Now the tides are turning.  Many emerging market growth forecasts are continually being revised downward.  China’s economy is undergoing a structural transformation that necessitates slower growth and less reliance on primary commodities.  The prices of oil and other major commodities are stabilizing or declining.  As growth and interest rates pick up in the United States, the dollar gains strength – and emerging market currencies fall.  Brazil’s real hit a 10-year low last week, down to 2.87 to the dollar, amid continuing predictions of zero growth for the country this year.

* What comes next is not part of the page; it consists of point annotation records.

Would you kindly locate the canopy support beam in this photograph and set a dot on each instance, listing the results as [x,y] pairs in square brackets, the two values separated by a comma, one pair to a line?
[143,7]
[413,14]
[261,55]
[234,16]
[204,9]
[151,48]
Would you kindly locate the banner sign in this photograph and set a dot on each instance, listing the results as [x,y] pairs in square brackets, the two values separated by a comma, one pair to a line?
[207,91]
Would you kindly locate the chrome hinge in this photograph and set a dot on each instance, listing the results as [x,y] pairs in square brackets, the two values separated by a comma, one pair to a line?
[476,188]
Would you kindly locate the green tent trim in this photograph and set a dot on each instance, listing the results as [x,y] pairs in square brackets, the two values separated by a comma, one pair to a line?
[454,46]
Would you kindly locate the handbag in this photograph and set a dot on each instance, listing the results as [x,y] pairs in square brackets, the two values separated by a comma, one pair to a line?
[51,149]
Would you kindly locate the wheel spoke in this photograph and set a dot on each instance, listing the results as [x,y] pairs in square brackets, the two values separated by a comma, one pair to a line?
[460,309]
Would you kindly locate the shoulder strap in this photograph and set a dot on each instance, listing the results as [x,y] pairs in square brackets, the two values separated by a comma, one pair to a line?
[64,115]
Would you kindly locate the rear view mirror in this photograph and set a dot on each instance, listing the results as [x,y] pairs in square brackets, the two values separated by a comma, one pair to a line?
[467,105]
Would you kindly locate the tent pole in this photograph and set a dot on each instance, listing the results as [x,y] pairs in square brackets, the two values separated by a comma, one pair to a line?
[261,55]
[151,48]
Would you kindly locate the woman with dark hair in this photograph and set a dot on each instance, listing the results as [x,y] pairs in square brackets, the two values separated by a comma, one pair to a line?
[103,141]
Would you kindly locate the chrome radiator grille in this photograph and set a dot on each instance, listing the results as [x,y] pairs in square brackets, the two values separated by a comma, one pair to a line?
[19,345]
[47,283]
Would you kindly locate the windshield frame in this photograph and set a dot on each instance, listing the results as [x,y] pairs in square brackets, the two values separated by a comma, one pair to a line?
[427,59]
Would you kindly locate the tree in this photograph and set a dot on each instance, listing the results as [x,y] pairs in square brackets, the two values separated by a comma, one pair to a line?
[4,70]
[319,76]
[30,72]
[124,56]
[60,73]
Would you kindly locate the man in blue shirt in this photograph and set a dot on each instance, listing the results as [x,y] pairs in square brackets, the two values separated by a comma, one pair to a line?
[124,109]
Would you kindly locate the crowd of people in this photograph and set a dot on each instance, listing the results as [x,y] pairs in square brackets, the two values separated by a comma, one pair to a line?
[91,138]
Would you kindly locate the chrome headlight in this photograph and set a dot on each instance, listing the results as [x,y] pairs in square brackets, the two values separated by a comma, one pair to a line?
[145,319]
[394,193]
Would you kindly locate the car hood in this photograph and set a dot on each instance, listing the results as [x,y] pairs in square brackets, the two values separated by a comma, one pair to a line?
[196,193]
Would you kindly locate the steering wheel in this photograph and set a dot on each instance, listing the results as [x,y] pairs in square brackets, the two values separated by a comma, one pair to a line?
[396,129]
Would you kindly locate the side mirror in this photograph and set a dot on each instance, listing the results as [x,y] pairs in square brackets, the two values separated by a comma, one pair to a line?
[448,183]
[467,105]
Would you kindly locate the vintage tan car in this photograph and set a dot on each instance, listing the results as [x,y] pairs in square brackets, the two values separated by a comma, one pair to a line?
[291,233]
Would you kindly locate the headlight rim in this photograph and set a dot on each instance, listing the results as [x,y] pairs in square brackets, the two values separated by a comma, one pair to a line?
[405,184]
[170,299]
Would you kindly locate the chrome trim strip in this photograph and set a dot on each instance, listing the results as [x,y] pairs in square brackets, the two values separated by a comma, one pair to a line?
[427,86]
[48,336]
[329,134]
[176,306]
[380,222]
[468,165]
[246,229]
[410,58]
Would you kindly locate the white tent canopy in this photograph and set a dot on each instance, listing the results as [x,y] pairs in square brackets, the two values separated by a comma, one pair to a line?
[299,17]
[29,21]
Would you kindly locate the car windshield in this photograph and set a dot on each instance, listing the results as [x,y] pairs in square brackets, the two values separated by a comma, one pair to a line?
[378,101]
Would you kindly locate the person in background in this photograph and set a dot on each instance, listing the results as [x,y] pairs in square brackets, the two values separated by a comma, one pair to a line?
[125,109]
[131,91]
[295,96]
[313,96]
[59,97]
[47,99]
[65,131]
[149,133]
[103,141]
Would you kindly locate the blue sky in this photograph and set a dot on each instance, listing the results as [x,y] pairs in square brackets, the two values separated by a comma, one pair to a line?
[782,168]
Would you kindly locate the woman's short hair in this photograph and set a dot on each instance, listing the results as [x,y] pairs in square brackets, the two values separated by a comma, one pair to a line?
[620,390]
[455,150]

The traditional tools for weathering the storm may not be available or enough for developing economies.  Floating exchange rates and the resulting depreciation can cause the debt burden on firms and fiscal budgets can bloat overnight, especially in a lower growth environment.  Increasing competitiveness would have helped boost exports, but an IMF study shows that Latin America failed to use one of the biggest commodity windfalls in its history to invest, hindering competitiveness to ride out the tsunami in short-term inflows.  Local bond markets help, but most debt is indeed in dollars, and most local debt is held by foreigners who are always the first to dump such debt.  Interest rate hikes can also be dangerous; they don’t reverse flight and can choke off what little growth there is to be had in a downturn.  Depleting foreign exchange reserves doesn’t always work; increasing debt could bring financial instability but threaten prospects for growth and employment.  Having no good options, emerging-market and developing countries may need to resort to regulating the outflow of capital alongside these other measures.  Such moves have traditionally been shunned by international institutions and capital markets, and new U.S. trade agreements such as the Trans-Pacific Partnership have stripped out balance-of-payment exceptions that allow nations to regulate capital.  But new research in cutting edge of economics by the IMF and others now justifies such measures to prevent or mitigate a full-blown crisis.  If we have learned anything from the global financial crisis since 2008, it is that nations need as many tools at their disposal to prevent and mitigate financial instability.  Instability anywhere can lead to instability everywhere, so we need all tools and hands on deck.

February 19, 2015

* Kevin P. Gallagher is an associate professor of global development policy at Boston University’s Pardee School for Global Studies, where he co-directs the Global Economic Governance Initiative.  His new book is Ruling Capital: Emerging Markets and the Reregulation of Cross-Border Finance.